HSCI researchers win university-wide challenge

A new venture based in the lab of HSCI Kidney Program Leader Benjamin Humphreys, MD, PhD, was the grand-prize winner in the inaugural Dean’s Health and Life Science Challenge, which called upon students and postdoctoral fellows across the Harvard community to develop entrepreneurial solutions for global health and life sciences problems.
 
The researchers received a $40,000 award to seed MatriTarg Laboratories, which is working on the development of new therapies for scar tissue formation, called fibrosis.

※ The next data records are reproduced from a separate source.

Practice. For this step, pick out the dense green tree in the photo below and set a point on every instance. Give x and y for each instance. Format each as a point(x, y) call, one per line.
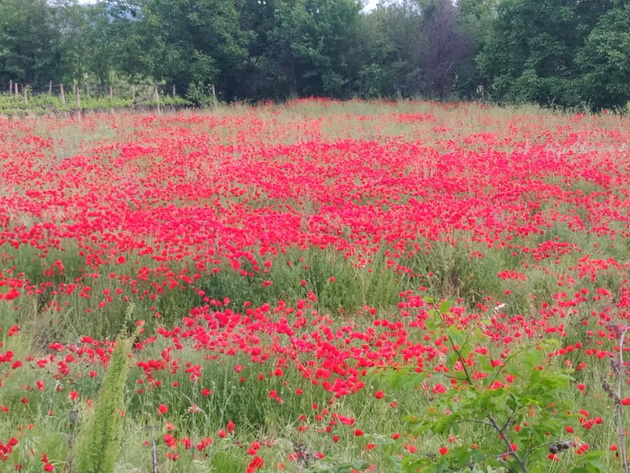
point(29, 43)
point(605, 61)
point(552, 52)
point(530, 52)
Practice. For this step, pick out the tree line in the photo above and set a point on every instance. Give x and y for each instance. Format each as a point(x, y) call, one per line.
point(560, 53)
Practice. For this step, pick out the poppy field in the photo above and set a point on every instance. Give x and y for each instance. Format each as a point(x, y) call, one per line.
point(315, 287)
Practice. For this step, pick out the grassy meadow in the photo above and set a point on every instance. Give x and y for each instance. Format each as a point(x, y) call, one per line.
point(315, 287)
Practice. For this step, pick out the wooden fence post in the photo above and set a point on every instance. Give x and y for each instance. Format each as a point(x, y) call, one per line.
point(157, 98)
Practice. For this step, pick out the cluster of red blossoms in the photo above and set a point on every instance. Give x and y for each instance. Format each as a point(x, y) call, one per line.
point(160, 205)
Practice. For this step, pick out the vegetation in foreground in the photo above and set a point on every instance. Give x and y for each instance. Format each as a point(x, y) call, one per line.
point(320, 287)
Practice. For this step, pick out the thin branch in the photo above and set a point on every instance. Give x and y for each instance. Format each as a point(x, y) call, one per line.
point(506, 440)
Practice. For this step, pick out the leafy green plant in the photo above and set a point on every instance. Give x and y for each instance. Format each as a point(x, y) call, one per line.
point(509, 412)
point(100, 436)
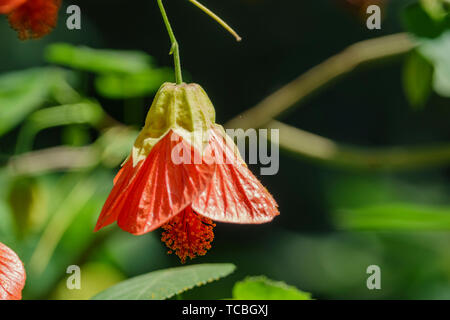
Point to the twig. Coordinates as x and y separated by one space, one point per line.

As chronic disease and aging damage organs, the progressive build up of scar tissue creates new problems for patients, which contribute to as much as forty-five percent of deaths in the industrialized world.
 
“Fibrosis destroys the liver of a hepatitis C patient, the heart of a patient with high blood pressure, the kidney of a diabetes patient, and the lung of a patient with idiopathic pulmonary fibrosis,” said postdoctoral research fellow Rafael Kramann, MD. Kramann, Humphreys, and postdoctoral research fellow Derek DiRocco, PhD, are the three co-founders of MatriTarg.
 
Despite the medical toll of tissue fibrosis, no effective therapies are approved in the United States—an innovation gap MatriTarg aims to close by identifying changes in the myofibroblast, the cell type primarily responsible for causing fibrosis, and identify new therapeutic targets.
 
The Humphreys Laboratory, where Kramann and DiRocco developed their understanding of kidney injury, repair, and fibrosis previous to starting their venture, is supported by an HSCI grant. The postdoctoral research fellows are also active members of the HSCI community, and participate in junior group meetings on a regular basis. “We feel that these meetings are very helpful as we can discuss our experiments and thoughts with other researchers from the HSCI,” Kramann said.
 
HSCI partnered with the Harvard Business School and Harvard Medical School to include Stem Cell Biology and Regenerative Medicine as one of the four focus categories in the Dean’s Health and Life Science Challenge, making the MatriTarg team’s eligibility a possibility. Other categories included the Redesign of Health Delivery, Changing Behavior, and Computation and Data Analysis in Health.
 
As grand-prize winners, the MatriTarg team is eligible to continue their residency at the Harvard Innovation Lab, which hosted the challenge. The researchers will have access to dedicated workspace, mentoring, and access to expert resources throughout the summer.